Hi there. I’m back with some ‘comical’ advice you never asked for. In this weeks To Whom It May Concern:
Dear TWiMC,
I don’t know how to stop procrastinating. Help!
From, Frod Regers
Procrastination…let’s get real. I procrastinated writing this, editing this, and publishing this. So I have a real understanding of what it’s like to be a procrastinator and one that has yet to crack the code.
I’ll be sharing my tale of woe so that maybe this will help you to not procrastinate? Let’s be real though, probably not. I mean I’m going to take a wild guess and say you might be procrastinating by reading this.
I think all of us procrastinator types need to just come to terms with the fact that we will never not be procrastinators.
I realize I sound like a pessimistic dink for claiming this as I’m trying to give advice. “Ay! People never change! So just give up! Ahhhh,” as I shout into the endless ether of the internet. However, hopefully my failures give you a sense of what not to do.

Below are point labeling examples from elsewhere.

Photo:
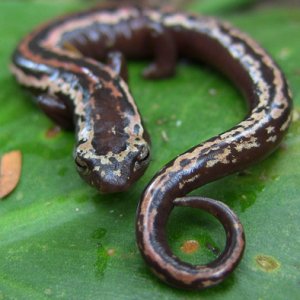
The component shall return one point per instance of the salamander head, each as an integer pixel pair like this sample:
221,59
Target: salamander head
114,172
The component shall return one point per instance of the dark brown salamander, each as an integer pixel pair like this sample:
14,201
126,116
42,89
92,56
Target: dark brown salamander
59,62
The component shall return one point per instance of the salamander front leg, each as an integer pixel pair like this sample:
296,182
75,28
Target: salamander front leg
117,61
165,54
56,110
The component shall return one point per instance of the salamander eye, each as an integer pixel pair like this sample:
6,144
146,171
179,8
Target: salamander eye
144,155
82,166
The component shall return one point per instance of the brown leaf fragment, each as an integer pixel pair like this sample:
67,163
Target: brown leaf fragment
10,172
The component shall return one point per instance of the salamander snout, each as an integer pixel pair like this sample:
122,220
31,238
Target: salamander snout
113,173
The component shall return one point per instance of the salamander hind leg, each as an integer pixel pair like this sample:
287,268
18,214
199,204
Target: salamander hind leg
56,110
117,61
165,53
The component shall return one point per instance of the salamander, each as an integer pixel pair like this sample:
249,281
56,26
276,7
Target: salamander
75,66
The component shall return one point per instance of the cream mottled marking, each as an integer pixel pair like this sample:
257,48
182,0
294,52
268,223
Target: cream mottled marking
260,132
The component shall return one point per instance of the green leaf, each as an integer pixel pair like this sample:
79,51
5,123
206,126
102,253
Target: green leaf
59,238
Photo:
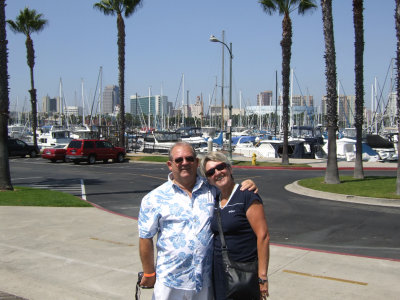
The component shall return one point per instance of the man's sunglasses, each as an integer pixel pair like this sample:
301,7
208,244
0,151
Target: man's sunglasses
220,167
179,160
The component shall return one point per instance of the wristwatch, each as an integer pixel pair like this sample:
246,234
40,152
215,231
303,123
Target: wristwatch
262,281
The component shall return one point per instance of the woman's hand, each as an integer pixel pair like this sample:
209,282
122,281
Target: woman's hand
250,185
148,282
264,291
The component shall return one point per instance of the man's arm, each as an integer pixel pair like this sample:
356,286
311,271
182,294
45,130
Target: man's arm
146,251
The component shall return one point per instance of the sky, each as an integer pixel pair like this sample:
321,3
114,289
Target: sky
168,39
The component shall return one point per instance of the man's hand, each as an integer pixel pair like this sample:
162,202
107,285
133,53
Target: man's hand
250,185
148,282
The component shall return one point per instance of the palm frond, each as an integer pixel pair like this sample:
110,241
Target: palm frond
131,6
306,6
106,7
269,6
27,22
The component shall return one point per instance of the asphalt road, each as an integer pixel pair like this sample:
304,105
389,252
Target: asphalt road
292,219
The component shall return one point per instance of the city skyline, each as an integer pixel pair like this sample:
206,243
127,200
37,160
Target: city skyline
164,41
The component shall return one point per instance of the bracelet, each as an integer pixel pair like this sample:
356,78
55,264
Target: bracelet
149,275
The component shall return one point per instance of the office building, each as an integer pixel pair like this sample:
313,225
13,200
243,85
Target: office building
264,98
159,105
110,99
51,105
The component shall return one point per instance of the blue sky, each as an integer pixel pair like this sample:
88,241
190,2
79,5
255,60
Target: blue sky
165,39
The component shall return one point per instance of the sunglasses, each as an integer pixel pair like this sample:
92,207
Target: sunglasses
179,160
220,167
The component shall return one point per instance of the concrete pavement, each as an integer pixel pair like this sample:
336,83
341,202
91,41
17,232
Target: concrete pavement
88,253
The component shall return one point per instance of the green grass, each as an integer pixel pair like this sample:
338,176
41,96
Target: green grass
370,186
24,196
268,164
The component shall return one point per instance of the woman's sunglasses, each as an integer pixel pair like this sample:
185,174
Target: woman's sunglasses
179,160
220,167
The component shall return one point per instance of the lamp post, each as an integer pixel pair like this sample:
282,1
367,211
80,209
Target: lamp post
228,129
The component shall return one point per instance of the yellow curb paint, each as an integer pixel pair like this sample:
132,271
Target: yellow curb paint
325,277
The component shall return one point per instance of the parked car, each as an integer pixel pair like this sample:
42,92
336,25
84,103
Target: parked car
92,150
17,147
56,153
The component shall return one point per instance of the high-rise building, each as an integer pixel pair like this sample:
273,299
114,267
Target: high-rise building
50,105
110,99
264,98
73,110
345,109
196,109
159,105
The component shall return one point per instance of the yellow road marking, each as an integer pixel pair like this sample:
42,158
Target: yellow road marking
325,277
112,242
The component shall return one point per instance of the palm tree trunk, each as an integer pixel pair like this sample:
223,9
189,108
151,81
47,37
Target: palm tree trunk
5,178
121,79
397,21
286,45
30,53
359,86
332,171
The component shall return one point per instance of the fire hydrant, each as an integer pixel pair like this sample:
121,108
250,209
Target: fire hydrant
253,159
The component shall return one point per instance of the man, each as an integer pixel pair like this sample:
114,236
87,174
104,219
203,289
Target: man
180,212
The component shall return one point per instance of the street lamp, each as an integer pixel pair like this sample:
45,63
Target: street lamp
228,129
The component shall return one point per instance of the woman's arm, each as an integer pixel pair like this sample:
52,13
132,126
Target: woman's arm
256,216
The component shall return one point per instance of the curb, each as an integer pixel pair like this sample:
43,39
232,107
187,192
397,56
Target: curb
298,189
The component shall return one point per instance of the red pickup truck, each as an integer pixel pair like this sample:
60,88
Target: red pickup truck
94,150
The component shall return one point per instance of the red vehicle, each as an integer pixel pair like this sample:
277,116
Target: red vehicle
92,150
55,153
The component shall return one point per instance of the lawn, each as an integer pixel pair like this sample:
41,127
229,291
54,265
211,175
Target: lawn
24,196
370,186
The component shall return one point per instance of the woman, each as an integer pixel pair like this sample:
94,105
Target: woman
243,223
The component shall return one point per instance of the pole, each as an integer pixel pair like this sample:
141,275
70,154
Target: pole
222,82
230,103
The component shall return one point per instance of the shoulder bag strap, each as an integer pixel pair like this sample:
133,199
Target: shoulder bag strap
221,233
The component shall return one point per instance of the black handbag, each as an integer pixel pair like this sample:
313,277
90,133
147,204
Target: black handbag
241,278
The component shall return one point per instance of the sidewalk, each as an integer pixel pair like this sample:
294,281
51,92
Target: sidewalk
88,253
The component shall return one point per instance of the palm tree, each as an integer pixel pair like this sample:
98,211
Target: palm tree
358,20
397,22
332,171
28,22
5,178
285,7
119,8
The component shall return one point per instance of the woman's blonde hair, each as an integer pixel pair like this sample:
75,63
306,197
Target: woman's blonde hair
213,156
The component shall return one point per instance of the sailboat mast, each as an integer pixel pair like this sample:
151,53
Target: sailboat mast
148,117
83,103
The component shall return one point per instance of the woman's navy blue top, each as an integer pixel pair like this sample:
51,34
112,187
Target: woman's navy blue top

Over the years, I have done everything in my power to dissuade myself from getting distracted. I write on paper, I block myself from the internet, I make all sorts of mind maps and listicles (heh), I try to get creative juices flowing by looking up ‘how best to get creative juices flowing.’ True story.
But there isn’t much hope for me. I always get distracted by something, even if it’s not interesting. If it can quickly take me away from the loathe-some pain of writing or working on a project then we’re golden. Honestly, shiny things do catch my eye, and those links to stories that are obviously bogus, always look weirdly appealing when I’m trying to avoid something.

Whoa! I can lose 20 pounds by eating only carrots for three days?! I gotta check if this is for real… And then I’m lost down the internet rabbit hole, becoming an expert on anything and everything that’s not related to what I’m supposed to be doing.
What started out as one video of famous people eating very hot and spicy chicken wings turns into 50 other YouTube videos. And now I’m sitting slumped over in the dark watching an E-list international indie movie trailer from 2004, of a movie that I’m never going to watch, with actors I’ve never seen before, that probably only hit weird little theatres in Slovania. But here I am, watching it.
But then something clicks, and I think to myself, “What the hell, where am I and how did I get here?” Feeling like Frodo waking up after being half dead from the long ass journey I took to not throw the ring into Mordor.

So you see, to some degree I’ve come to terms with my procrastination. Going through the 5 stages of procrastination grief is actually the best way to realize that you won’t get anything done, ever, unless you pick your ass up and take it somewhere where you can actually get some work done.
You know what actually, stop reading this long-winded rant and do that. Because I’m just another nobody on the internet who pulls the same stuff, and I’m telling you, reading this won’t make a bit of difference unless maybe I say, get lost.
Stop reading random stuff on the internet and do something cool, or write that essay, or do that research you’re supposed to be doing, or calculate those weird SinCosTan equations and parabola and stuff…(that’s honestly the only things I can remember from high school math class. Actually I didn’t even remember parabola, I had to look it up to remember). Now you know I’m not a mathematician.
In the words of the great Rick James bitch, “Cocaine is a hell of a drug.” But in this case we’ll replace cocaine with procrastination. Procrastination is a hell of a drug, and the only way you’ll get anything done is if you just do it (Nike please don’t sue me).